Avlunun sol tarafındaki Odun Ambarı ve Saray' ın tüm mekanlarına hasır döşeyen Hasırcılar Ocağı günümüze ulaşamamıştır. Bu alana 19. yüzyıl sonlarında Karakol inşa edilmiştir. Aya İrini Kilisesi ise Fatih Sultan Mehmet döneminden itibaren Cebehane olarak kullanılmıştır. Kilisenin yanında padişaha ait altın ve gümüş sikkelerin basıldığı Darphane ve buna bağlı olarak Ehl-i Hiref adı altında hizmet veren sanatçı ve zanaatkarların atölyeleri ile Saray' ın inşaat ve onarım malzemelerinin depolandığı ambar ile atölyeler bulunurdu. I. Avlu' nun sağ tarafında ise günümüze ulaşamayan Enderun Hastanesi, hanedanın ekmek ve simidini imal eden Has Fırın ve Saray' ın su ihtiyacını karşılayan Dolap Ocağı bulunurdu.
.
Sarnıç:
Doğu Roma ( MS. 5 - 6 yüzyıl ) döneminde yapılan ve Osmalı döneminde de kullanılan sarnıç.
.
Akağalar Kapısı ( Babü's-saade ) :
  
Babü's-saade Ağası denilen ve Saray' ın en yetkili sorumlusunun kontrolündeki kapı, 15. yüzyılda kubbeli ve revaklı olarak yapılmıştır. Rokoko örtü sistemi ve süslemeler Sultan I. Abdülhamid ( 1774 - 1789 ) dönemine aittir. Ahşap tavanlı kubbe Sultan I. Abdülhamid döneminde  Türk barok üslubunun klasik tiplerinden olan iyon başlıklı mermer sütuna oturtulmuştur. Manzara freskli arşitrav, tavan ve saçakların basit dekorları, kubbe ve kasnaktaki alemler Sultan II. Mahmut ( 1808 - 1839 ) dönemi ampir üslubunu yansıtır. Yan duvarlardaki simetrik çeşme resimleri 1940 onarımlarında kaldırılmıştır. Ön cephede kilit taşında Sultan II. Mahmut' un kendi elinden çıkma tuğrası ve besmele kitabesi, yanlarda Sultan I. Abdülhamit' i öven tuğra istifli kasideler vardır. Kapının iki yanında Babü's-saade Ağası dairesi ve Enderun' dan sorumlu Akağaların koğuşları yer alır.

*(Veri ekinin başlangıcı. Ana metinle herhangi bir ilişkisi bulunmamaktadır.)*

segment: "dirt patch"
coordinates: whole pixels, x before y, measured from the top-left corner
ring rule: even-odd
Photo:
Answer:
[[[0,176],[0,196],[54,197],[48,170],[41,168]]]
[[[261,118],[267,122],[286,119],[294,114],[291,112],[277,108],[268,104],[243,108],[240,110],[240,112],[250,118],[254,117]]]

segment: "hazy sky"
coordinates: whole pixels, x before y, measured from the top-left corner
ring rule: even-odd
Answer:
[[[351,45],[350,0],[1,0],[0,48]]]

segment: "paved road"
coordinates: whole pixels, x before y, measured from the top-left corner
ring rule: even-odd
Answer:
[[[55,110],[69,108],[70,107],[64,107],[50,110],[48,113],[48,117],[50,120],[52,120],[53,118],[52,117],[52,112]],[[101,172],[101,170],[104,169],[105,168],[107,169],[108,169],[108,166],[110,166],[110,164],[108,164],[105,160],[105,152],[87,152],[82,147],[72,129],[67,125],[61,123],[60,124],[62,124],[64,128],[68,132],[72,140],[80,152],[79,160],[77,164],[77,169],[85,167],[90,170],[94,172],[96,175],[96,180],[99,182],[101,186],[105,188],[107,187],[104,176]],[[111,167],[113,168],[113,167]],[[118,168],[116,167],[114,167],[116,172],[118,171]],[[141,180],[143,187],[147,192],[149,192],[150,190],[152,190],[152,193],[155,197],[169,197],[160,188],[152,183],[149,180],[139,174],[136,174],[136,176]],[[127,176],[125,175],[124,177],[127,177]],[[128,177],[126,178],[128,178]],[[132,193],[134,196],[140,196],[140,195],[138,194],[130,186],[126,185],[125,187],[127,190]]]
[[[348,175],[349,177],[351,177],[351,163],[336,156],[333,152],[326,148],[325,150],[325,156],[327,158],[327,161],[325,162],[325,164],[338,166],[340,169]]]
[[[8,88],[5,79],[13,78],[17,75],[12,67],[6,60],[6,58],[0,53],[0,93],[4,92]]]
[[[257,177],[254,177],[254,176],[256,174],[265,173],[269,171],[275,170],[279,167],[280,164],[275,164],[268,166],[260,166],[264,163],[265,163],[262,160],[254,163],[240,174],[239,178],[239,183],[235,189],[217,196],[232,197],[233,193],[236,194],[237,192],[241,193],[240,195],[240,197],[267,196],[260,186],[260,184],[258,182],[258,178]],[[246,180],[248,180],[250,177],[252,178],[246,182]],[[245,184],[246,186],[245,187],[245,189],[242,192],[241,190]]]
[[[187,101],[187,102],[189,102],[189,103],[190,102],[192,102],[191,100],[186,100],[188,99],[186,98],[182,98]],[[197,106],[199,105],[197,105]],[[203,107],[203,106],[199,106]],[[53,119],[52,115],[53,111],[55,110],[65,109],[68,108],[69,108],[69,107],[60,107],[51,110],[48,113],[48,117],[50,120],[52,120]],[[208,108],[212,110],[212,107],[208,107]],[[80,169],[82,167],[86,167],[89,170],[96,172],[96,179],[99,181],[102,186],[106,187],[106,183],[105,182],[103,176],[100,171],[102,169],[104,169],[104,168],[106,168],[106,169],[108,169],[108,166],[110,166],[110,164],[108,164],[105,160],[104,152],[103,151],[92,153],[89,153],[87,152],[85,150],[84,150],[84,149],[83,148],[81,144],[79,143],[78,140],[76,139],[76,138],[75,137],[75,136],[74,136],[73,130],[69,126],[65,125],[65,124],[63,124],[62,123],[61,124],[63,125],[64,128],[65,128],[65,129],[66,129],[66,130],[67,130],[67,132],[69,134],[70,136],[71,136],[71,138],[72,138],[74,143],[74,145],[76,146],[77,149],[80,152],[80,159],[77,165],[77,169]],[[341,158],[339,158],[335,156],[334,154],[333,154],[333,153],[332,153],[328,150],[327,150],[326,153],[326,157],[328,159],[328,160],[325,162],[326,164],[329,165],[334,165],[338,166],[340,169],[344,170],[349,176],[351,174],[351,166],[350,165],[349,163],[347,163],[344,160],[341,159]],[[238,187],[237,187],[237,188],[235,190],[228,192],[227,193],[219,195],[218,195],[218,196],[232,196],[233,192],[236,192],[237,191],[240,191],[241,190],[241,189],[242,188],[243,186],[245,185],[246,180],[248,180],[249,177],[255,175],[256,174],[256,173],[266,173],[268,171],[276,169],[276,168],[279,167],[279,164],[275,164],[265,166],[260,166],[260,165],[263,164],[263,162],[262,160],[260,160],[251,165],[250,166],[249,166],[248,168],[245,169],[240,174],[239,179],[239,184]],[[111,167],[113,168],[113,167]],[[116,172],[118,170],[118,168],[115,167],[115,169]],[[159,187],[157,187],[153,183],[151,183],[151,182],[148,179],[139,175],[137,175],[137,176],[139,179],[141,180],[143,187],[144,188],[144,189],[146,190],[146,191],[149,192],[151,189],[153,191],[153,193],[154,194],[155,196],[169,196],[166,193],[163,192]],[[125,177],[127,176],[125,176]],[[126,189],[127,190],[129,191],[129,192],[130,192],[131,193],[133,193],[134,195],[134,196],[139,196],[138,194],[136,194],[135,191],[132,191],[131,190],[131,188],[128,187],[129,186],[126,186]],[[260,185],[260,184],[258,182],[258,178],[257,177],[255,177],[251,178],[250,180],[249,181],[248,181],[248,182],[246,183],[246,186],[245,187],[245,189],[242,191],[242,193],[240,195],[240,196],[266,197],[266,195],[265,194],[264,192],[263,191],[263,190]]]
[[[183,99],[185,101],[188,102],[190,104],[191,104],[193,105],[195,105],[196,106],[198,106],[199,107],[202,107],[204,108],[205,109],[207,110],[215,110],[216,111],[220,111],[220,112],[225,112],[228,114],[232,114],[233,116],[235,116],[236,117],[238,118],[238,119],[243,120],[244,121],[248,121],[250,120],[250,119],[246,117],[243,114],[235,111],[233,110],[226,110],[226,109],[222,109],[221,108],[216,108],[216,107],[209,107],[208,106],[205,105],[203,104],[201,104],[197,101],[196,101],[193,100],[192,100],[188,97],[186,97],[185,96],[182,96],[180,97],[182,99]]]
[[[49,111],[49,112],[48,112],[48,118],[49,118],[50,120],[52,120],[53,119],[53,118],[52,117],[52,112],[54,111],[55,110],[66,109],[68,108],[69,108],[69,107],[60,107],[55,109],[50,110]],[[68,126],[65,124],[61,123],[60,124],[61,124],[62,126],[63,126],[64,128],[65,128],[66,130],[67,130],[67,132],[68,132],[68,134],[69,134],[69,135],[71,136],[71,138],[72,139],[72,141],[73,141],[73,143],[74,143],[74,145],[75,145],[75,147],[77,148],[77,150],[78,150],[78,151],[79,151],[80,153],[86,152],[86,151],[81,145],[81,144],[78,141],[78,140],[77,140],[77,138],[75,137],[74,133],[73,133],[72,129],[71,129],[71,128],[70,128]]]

Sultanı temsil eden kapıda tahta çıkma ( cülus ), bayramlaşma, cenaze törenleri ile arafe divanı, çok özel durumlarda ayak divanı yapılırdı. Savaşa gidecek olan sadrazam veya serdarlık payesi verilmiş kişiye Sancak-ı Şerif bu kapıda törenle teslim edilirdi. Bu merasimler dışında sultanlar kapıyı ve Divan Meydanı' nı kullanmazlardı. Sembolik olarak padişah evinin cümle kapısı olan kapı, her zaman kapalı tutulurdu.
.
Arz Odası:

15. yüzyılda padişahların resmi kabul salonu olarak inşa edilen Arz Odası, günümüzdeki görünümünü 16 . yüzyılda kazanmıştır. Arz Divanhanesi de denilen yapıdan, fermanlarda padişah makamı anlamındaki makam-ı mualla olarak bahsedilir. Padişahlar bu mekanda tahta otururlar, vezirleri ve yabancı devlet elçilerini huzurlarına kabul ederlerdi. Divan-ı Humayun' da alınan kararlar burada padişaha arz edilirdi.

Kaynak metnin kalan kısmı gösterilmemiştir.